When it comes to fire, men both love and fear it. A fire cannot be deemed “ safe” or “ dangerous”, and it does not make distinctions among men. It “ devours differences and disparities. [Analogously,] the appetite for glory takes hold of [all] individuals…and transforms itself into a love of immortality” (Bespaloff 46). The appetite of glory is what defines the archetypal Homeric hero in Achilles and in Hector. The warriors of The Iliad cannot be distinguished from each other. Both are conquerors – both are conquered. Both are attracted to the inviting flames that enclose men when they die and resurrect them in the dark depths of eternity. The promise of immortality seizes everyone who comes into contact with it:

…there is a fire

And motion of the soul which will not dwell

In its own narrow being, but aspire

Beyond the fitting medium of desire;

And, but once kindled, quenchless evermore,

Preys upon high adventure, nor can tire

Of aught but rest; a fever at the core,

Fatal to him who bears, to all who ever bore.
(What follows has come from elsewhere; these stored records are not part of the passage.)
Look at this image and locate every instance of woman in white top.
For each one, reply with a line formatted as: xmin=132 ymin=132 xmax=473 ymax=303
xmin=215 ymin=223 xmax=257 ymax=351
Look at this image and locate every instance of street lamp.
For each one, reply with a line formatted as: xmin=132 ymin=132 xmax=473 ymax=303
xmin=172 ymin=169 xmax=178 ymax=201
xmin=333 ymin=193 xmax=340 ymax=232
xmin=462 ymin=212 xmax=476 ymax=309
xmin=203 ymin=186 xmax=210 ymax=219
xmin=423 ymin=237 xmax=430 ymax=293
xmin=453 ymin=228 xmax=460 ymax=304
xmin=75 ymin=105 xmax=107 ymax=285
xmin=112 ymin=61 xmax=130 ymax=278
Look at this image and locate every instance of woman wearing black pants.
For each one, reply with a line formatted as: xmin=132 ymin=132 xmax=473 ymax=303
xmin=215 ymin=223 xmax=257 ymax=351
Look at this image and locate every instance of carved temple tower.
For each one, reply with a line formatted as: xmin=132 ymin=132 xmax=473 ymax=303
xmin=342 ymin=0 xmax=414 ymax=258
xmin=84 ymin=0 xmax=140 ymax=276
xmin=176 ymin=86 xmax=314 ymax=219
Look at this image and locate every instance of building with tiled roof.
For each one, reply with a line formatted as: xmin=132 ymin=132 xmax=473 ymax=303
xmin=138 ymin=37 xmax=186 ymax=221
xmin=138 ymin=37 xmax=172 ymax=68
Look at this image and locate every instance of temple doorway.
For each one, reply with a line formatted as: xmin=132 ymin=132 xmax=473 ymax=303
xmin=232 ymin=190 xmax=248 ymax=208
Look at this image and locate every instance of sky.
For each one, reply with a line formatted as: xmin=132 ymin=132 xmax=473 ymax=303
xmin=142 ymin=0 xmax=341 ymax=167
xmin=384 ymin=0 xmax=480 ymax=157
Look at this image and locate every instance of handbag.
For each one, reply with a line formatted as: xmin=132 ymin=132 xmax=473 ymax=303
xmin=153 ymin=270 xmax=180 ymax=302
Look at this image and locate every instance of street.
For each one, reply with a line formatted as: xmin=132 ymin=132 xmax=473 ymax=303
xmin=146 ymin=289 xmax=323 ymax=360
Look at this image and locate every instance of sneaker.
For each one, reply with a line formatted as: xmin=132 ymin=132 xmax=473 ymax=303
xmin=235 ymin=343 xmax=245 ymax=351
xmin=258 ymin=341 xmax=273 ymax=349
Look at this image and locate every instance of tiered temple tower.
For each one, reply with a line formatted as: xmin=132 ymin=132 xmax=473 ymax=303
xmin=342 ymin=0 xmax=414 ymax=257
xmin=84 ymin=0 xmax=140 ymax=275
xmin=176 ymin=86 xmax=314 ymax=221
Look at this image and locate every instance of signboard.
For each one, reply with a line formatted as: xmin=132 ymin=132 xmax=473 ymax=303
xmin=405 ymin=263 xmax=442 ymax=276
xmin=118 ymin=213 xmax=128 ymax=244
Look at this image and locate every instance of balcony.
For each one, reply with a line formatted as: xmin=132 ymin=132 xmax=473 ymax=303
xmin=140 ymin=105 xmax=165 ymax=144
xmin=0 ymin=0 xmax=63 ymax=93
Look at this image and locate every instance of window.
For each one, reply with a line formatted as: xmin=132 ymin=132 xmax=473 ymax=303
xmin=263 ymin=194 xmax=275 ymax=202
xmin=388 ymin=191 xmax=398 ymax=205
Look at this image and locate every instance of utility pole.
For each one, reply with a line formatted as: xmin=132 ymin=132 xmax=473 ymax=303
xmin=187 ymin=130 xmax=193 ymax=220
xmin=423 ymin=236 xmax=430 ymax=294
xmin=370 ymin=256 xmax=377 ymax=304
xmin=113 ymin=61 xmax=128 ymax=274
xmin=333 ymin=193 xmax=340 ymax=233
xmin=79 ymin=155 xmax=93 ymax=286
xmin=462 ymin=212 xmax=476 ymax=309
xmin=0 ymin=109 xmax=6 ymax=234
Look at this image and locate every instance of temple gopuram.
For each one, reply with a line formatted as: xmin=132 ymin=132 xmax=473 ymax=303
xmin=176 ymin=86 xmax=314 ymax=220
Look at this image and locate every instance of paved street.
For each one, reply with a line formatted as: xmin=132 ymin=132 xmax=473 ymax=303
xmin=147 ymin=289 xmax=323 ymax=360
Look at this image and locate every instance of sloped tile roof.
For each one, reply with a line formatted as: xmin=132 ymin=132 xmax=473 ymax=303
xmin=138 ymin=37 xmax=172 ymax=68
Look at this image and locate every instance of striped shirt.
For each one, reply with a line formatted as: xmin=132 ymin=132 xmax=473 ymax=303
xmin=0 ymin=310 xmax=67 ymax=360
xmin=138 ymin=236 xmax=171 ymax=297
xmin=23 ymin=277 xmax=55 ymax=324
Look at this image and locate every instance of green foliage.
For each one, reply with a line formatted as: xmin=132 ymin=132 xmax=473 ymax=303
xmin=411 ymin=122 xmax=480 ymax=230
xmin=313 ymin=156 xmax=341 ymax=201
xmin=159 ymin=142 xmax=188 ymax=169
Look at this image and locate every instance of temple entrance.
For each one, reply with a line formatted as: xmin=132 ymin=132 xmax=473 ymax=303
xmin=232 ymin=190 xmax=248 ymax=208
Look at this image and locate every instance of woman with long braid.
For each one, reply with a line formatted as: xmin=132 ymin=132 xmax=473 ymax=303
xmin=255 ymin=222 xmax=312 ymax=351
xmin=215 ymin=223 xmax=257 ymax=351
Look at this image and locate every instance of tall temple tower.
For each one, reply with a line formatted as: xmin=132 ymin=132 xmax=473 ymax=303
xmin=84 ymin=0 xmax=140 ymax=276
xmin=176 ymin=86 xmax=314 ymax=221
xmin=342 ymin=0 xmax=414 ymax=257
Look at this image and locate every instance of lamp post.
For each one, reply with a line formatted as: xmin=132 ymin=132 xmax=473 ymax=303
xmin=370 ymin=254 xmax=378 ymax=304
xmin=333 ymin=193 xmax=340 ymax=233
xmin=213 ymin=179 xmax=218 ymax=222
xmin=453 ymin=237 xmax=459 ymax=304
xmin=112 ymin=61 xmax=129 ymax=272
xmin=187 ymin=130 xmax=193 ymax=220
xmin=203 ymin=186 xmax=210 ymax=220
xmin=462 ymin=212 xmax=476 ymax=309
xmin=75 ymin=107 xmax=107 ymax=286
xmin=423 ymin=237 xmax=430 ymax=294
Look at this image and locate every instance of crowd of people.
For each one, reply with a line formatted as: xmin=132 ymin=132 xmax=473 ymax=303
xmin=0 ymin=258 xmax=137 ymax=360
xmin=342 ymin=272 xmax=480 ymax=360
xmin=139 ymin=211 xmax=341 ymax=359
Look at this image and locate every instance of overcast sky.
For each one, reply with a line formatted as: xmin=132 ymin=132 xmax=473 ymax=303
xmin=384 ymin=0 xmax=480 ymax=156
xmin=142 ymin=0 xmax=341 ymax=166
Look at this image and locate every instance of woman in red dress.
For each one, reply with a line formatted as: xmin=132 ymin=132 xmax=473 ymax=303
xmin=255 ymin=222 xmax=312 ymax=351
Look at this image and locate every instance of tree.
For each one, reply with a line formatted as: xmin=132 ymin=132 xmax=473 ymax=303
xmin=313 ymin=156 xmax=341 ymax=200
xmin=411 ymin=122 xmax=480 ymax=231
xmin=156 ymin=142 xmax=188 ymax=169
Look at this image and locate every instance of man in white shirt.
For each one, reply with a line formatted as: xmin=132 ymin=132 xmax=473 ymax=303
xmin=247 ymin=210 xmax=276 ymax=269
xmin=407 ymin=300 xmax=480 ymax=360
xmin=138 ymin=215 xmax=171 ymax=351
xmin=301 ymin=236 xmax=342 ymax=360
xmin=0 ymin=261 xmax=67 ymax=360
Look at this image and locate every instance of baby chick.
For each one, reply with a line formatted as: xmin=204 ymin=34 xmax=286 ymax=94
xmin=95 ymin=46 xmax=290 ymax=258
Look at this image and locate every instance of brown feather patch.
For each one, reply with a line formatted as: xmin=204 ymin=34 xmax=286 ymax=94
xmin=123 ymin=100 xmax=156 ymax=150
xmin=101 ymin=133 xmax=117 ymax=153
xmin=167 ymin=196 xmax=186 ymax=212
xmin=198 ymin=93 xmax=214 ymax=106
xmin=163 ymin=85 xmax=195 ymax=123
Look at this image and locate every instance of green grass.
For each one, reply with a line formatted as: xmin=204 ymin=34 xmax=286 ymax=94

(Lord Byron Childe Harold’s Pilgrimage, Canto III, stanza 42)

The pursuit of honor is indisputably tied to a short life. Death cannot be avoided. But, for the Homeric hero, glory triumphs over life – and ultimately, death.

Works Cited

Bespaloff, Rachel. “ On the Iliad.” War and The Iliad. Trans. M. McCarthy. New York: New York Review Books, 2005. 43-100.

Byron, Lord George Gordon. “ Childe Harold’s Pilgrimage: Canto the Third.”

Finley, M. I. The World of Odysseus. New York: New York Review Books, 2002.

Homer. The Iliad. Trans. R. Fagles. New York: Penguin, 1998.

Knox, Bernard. “ Introduction.” Homer. The Iliad. Trans. R. Fagles. New York: Penguin, 1998. 3-67.